O'Keeffe, who owned a copy of Kandinsky's book, was no Theosophist, but like him, she felt that abstract art could express the artist's purely internal realities. In 1915 she was a 28-year-old art teacher stuck at a small women's college in South Carolina. One year earlier, she had been living happily in New York City and getting her first eager taste of Picasso, Braque and American modernists like John Marin. Stranded in a place she called the "tail end of the world," she decided to go where none of those artists had ventured. Drawing on the liquid forms of Art Nouveau and her own churning inner life, she produced an astonishing series of purely abstract charcoal drawings, some of the most radical work being done anywhere at that moment.
We would probably know nothing of those drawings today if O'Keeffe hadn't mailed some to a friend in New York who took them to the photographer Alfred Stieglitz, a pivotal figure in the small world of American modernism. Stieglitz agreed to include them in a group show at his 291 gallery, the tiny cockpit of advanced art where O'Keeffe had seen those Picassos and Marins. They were an immediate hit.
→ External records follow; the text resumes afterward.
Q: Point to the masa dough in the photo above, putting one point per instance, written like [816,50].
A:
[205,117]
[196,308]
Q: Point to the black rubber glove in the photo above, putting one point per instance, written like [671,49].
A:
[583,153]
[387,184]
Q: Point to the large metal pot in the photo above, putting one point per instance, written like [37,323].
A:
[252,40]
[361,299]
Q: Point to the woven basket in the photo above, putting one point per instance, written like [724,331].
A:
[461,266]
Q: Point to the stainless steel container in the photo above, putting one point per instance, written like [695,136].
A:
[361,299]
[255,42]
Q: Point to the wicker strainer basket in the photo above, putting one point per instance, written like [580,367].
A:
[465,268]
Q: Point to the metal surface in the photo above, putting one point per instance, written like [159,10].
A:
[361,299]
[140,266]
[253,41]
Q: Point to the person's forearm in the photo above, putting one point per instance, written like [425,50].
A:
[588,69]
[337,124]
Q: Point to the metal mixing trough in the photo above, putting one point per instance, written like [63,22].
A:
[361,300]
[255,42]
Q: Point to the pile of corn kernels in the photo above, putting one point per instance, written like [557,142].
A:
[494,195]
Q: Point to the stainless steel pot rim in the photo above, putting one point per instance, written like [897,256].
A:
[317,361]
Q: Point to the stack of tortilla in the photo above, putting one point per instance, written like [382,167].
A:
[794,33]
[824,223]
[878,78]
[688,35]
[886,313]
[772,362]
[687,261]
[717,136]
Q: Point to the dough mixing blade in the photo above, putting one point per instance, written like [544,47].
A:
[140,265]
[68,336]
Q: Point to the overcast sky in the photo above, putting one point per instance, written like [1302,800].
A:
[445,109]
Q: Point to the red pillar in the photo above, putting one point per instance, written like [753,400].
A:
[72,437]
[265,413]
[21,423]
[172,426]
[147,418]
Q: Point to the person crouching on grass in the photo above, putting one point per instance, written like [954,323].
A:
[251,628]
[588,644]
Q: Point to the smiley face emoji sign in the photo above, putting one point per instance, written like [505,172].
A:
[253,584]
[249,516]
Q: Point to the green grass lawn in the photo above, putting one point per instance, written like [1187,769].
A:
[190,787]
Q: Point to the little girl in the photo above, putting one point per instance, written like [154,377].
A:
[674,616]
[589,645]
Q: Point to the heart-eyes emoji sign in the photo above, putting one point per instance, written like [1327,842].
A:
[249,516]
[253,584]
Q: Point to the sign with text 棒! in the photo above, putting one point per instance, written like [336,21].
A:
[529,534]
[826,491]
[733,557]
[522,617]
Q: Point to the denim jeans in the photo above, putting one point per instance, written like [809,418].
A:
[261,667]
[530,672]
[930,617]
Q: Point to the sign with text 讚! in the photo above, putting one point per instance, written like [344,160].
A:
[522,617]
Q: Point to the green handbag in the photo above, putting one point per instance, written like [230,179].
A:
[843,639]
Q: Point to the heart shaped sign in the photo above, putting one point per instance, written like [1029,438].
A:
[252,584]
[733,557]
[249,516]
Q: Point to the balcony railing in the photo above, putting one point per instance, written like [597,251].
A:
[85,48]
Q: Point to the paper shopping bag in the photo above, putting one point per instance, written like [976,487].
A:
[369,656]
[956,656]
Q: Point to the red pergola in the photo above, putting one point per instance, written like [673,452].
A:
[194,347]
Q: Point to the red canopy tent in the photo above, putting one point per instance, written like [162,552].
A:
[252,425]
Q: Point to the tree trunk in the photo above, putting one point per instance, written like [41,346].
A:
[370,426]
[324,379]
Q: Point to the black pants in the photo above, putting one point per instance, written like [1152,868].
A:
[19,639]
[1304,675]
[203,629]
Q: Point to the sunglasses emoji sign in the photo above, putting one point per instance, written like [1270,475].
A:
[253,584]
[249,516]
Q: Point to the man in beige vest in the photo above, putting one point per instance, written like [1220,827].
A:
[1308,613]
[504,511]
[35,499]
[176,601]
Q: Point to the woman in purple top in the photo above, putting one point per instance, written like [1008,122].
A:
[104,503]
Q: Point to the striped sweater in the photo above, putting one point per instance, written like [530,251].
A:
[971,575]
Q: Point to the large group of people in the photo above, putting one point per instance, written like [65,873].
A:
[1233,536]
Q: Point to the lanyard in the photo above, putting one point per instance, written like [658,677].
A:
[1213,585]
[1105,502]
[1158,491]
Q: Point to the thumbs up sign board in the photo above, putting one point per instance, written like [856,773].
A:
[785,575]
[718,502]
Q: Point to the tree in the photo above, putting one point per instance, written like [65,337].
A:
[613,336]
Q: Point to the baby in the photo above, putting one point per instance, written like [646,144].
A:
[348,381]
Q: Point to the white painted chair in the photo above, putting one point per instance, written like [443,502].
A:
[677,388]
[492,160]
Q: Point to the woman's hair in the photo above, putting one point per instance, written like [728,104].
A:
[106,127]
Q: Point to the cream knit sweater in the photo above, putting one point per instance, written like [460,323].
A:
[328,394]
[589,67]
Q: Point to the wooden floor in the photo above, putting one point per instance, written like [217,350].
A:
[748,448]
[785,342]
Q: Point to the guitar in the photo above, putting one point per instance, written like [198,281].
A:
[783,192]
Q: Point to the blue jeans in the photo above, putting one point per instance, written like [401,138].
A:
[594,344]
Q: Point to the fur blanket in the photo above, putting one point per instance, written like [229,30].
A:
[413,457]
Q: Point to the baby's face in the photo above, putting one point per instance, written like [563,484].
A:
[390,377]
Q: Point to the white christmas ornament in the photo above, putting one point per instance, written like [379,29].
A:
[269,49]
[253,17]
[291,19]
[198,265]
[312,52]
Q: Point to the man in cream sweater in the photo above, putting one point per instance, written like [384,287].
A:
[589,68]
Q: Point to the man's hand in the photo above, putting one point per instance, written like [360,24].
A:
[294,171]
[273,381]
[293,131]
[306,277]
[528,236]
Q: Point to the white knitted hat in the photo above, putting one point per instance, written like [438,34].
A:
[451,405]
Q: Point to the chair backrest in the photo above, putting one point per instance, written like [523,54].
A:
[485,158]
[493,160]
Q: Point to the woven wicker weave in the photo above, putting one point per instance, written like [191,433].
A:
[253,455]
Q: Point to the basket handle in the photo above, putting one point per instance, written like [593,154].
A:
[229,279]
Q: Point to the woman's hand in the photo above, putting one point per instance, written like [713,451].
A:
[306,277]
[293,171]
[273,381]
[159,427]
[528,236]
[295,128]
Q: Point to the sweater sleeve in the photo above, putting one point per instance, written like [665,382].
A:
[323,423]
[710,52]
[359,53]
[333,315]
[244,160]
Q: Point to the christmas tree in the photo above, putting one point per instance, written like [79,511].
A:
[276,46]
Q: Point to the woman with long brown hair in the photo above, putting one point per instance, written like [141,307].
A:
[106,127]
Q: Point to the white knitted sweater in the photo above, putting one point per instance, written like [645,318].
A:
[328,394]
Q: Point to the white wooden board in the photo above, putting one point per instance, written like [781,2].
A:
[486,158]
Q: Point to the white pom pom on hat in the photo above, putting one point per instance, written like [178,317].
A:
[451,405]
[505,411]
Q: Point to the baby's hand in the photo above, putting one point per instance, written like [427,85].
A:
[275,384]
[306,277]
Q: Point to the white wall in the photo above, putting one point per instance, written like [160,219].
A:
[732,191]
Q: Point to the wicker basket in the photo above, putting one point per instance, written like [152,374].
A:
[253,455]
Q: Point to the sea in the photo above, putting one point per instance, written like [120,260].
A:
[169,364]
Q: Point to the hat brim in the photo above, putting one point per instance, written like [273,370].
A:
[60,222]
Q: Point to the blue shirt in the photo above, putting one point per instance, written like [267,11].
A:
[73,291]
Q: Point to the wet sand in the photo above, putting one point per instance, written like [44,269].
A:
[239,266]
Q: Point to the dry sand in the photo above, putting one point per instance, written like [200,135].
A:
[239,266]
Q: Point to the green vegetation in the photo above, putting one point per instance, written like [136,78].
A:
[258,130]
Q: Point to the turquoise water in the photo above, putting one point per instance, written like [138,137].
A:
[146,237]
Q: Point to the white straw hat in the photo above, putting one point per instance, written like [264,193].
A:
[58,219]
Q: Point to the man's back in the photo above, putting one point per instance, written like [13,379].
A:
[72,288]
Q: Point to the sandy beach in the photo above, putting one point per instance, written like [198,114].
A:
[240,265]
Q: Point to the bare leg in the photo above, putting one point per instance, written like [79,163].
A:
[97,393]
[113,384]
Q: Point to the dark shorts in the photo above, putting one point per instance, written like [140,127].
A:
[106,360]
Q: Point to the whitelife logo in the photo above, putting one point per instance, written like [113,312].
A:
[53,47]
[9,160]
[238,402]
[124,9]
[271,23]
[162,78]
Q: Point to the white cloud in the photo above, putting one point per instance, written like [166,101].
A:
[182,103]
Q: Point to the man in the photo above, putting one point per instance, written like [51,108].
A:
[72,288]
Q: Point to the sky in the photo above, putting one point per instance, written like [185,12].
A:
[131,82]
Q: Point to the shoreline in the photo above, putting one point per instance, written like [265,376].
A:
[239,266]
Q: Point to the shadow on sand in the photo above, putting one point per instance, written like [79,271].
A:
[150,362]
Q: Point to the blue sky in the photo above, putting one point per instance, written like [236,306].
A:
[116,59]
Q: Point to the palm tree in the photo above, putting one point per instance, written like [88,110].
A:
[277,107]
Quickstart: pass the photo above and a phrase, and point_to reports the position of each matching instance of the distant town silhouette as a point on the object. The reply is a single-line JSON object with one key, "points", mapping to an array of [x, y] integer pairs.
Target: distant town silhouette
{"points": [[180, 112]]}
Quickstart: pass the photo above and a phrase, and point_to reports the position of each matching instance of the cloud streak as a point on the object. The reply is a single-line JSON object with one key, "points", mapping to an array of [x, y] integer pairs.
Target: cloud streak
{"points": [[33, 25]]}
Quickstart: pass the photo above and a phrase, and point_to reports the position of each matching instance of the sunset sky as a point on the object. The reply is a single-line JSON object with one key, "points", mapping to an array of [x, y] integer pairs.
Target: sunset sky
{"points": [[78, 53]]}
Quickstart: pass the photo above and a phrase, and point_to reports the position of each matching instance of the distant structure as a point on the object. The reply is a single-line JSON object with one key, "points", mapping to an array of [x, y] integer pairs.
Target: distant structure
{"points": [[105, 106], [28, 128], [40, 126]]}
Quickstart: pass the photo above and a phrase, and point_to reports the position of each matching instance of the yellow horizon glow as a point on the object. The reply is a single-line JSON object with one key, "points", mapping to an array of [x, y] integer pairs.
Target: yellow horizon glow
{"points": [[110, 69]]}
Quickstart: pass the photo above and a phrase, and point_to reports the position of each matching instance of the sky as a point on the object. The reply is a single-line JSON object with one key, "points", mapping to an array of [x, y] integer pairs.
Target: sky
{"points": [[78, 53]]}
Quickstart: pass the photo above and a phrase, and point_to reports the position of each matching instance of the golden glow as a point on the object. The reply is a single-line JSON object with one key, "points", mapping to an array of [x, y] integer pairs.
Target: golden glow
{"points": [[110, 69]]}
Two years later, he gave her a solo exhibition that made her name for good.
By that time, O'Keeffe had reintroduced color into her work. Her typical canvases were eruptions of soft form, like the cresting fiddleheads of mauve, orange and green in Series I, No. 4, from 1918. But she also worked in a taut, sharp-edged register that produced work like Red & Orange Streak, from the following year. Nothing about a picture like that suggests it's the work of a woman, but from early on, critics treated her paintings as bulletins from the Eternal Feminine. In her plump bulbs of color and shadowy openings they found the swells and inlets of the female body. Or as Paul Rosenfeld put it, "What men have always wanted to know and women to hide, this girl puts forth." Things got only worse after Stieglitz, who would become her lover and then her husband, exhibited his intimate nude photographs of her in 1921, pictures that marked her forever as the pinup girl of the avant-garde.
Let's grant that a lot of O'Keeffe's work invites those readings. When you're faced with the labial purple coils of a painting like Music, Pink and Blue No. 2, from 1918, what else can you think about? But what's so refreshing about the Whitney show which runs through Jan. 17, then moves to Washington and Santa Fe, N.M. is the way it spares us O'Keeffe the Earth Mother and points us back to the endlessly inventive formalist she remained, intermittently, to the end of her life.
Abstraction may not be a religion anymore, but you can't look at the early buoyant pictures in either of these shows without being glad that, for a while, there were artists who kept the faith.